At about the time the Battle of Antietam was occurring, Lt. Col. Hugh Judson Kilpatrick, commanding ten companies of cavalry, left Washington to reoccupy Leesburg and clear the area of any remaining Confederates.
Upon arriving in Leesburg, Kilpatrick found the town held by Company A of the 6th Virginia Cavalry, forty or so infantrymen under the command Captain Gibson, and Colonel White and thirty of his troopers.
Thinking the area was clear of Federals and safe to raid, Captain Treyhorn, a new addition to the company, led a scouting party towards Berlin, Maryland (present day Brunswick), stopping in Lovettesville for the night on the 19th.

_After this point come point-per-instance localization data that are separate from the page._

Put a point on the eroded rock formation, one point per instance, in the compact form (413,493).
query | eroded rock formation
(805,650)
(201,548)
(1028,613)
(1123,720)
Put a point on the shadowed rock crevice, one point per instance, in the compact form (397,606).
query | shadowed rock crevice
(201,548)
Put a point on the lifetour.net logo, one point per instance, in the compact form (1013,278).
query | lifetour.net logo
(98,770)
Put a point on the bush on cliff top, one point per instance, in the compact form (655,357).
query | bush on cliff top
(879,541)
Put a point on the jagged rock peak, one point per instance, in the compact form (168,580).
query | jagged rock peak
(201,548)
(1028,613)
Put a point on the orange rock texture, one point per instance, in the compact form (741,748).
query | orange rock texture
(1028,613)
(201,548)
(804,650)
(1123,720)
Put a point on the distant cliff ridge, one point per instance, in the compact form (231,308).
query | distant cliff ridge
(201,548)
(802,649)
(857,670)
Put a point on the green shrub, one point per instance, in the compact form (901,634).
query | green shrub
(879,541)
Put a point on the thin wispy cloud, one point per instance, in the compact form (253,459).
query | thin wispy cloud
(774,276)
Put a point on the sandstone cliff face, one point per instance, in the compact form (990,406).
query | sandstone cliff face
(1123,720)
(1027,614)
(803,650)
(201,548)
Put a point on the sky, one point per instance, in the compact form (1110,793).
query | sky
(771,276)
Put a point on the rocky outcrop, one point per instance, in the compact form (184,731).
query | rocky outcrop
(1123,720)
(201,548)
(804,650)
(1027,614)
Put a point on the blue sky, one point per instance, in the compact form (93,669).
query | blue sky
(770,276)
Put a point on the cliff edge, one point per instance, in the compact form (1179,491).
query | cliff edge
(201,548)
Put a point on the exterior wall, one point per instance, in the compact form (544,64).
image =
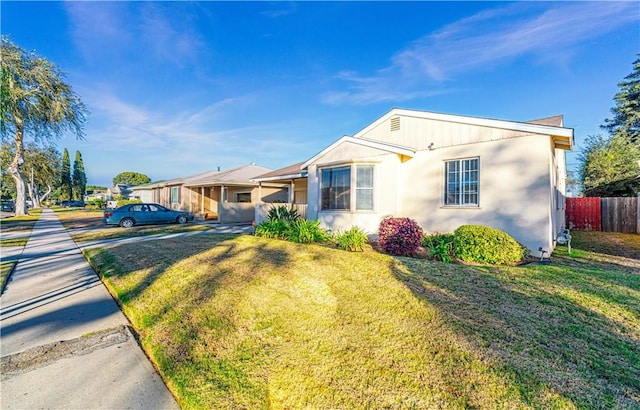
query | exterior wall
(145,195)
(385,188)
(558,165)
(419,133)
(272,195)
(230,212)
(515,191)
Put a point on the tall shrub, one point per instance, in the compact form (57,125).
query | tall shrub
(399,236)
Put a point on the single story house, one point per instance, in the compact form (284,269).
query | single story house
(226,196)
(442,170)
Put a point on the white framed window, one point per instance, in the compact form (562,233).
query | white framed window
(340,185)
(243,197)
(336,188)
(462,182)
(175,194)
(364,187)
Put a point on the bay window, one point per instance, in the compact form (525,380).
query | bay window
(339,185)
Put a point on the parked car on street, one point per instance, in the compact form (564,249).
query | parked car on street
(142,214)
(7,206)
(72,204)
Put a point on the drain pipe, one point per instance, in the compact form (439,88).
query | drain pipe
(564,237)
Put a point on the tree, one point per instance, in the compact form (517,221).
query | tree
(66,185)
(43,164)
(36,102)
(131,178)
(626,113)
(79,181)
(610,166)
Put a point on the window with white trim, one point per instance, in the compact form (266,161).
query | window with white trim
(462,182)
(364,187)
(175,195)
(336,188)
(339,185)
(243,197)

The Federals, however, took notice of the Confederates, and General John Geary was dispatched from Harpers Ferry with two infantry brigades and 300 men from the Col Thomas Devin's 6th New York Cavalry Regiment to engage the scouting party.
As Devin mounted a charge and Geary hit the flank of the 35th, Treyhorn deployed sharpshooters on top of nearby haystacks, who momentarily kept the infantry at bay, but before long the 35th was forced into a full retreat that quickly devolved into a rout that was only ended when the horsed of the 6th New York became too fatigued to continue the chase.